La société Natiocredimurs dispose à l’égard de monsieur X d’une créancequi résulte de la décision rendue le 30 mars 2000 par la cour d’appel de Paris le condamnant au paiement de la somme de 282.327,86 Francs augmentée des intérêts au taux légal à compter du 6 mai 1996. Monsieur X n’a procédé à aucun règlement depuis la date de l’arrêt de sorte que la créance de la société est celle qui figure dans la décision et est certaine liquide et exigible.
La montant de cette créance apparaît bien dans l’assignation délivrée aux époux X.
Les intérêts de la société NATIOCREDIMURS sont par ailleurs en péril dès lors que 20 ans après sa condamnation monsieur X ne s’est toujours pas exécuté et qu’il n’offre à aucun moment de s’acquitter de sa dette.
Le fait que le créancier n’ait pas été prompt à agir contre son débiteur est à cet égard indifférent dès lors qu’il agit avant l’expiration des délais de prescription. Il résulte au demeurant des pièces produites par l’intimée qu’elle tente depuis 2012 de récupérer sa créance.
Concernant enfin l’intérêt à agir du créancier il est manifeste puisque le partage substituera aux droits indivis une somme d’argent sur laquelle il pourra se régler.
Sur l’application de l’article 820 du code civil :
Aux termes de l’article 820 du code civil «A la demande d’un indivisaire, le tribunal peut surseoir au partage pour deux années au plus si sa réalisation immédiate risque de porter atteinte à la valeur des biens indivis».
Les époux X sollicitent l’application de ce texte sans expliquer en quoi la réalisation immédiate du partage risque de porter atteinte à la valeur des biens indivis.
Il est certain que la licitation du bien indivis n’est pas le mode de cession le plus rémunérateur, cependant rien ne permet d’affirmer que la valeur des biens serait plus affectée par une vente immédiate que par une vente intervenant dans deux ans.
Le sursis au partage n’est donc pas de nature à diminuer l’atteinte à la valeur des biens indivis résultant de la licitation de sorte que les conditions de l’article 820 du code civil ne sont pas réunies.
Sur la licitation :
Il n’est pas contesté que le bien indivis constitué d’une maison d’habitation n’est pas partageable en nature et que sa licitation doit être ordonnée préalablement au partage.
Il résulte de ce qui précède que le jugement qui a ordonné le partage et la licitation préalable du bien doit être confirmé.
Sur les demandes annexes :
Les circonstances de la cause et la situation économique des époux X justifient qu’il ne soit pas fait droit à la demande de la société Natiocredimurs fondée sur l’application de l’article 700 du code de procédure civile.

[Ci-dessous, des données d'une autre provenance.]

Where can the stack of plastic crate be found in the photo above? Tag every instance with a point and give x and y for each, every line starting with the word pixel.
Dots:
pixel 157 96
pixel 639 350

Les dépens seront considérés comme frais de partage.
PAR CES MOTIFS
Statuant publiquement, contradictoirement et en dernier ressort
Dit que le jugement du tribunal de grande instance de Grasse du 20 décembre 2017 n’est pas affecté de nullité.
Le confirme en toutes ses dispositions.
Y ajoutant
Déboute la société NATIOCREDIMURS de sa demande au titre de l’article 700 du code de procédure civile.
Dit que les dépens seront considérés comme frais de partage et en ordonne la distraction au profit des avocats qui en ont fait l’avance sur leurs affirmations de droits.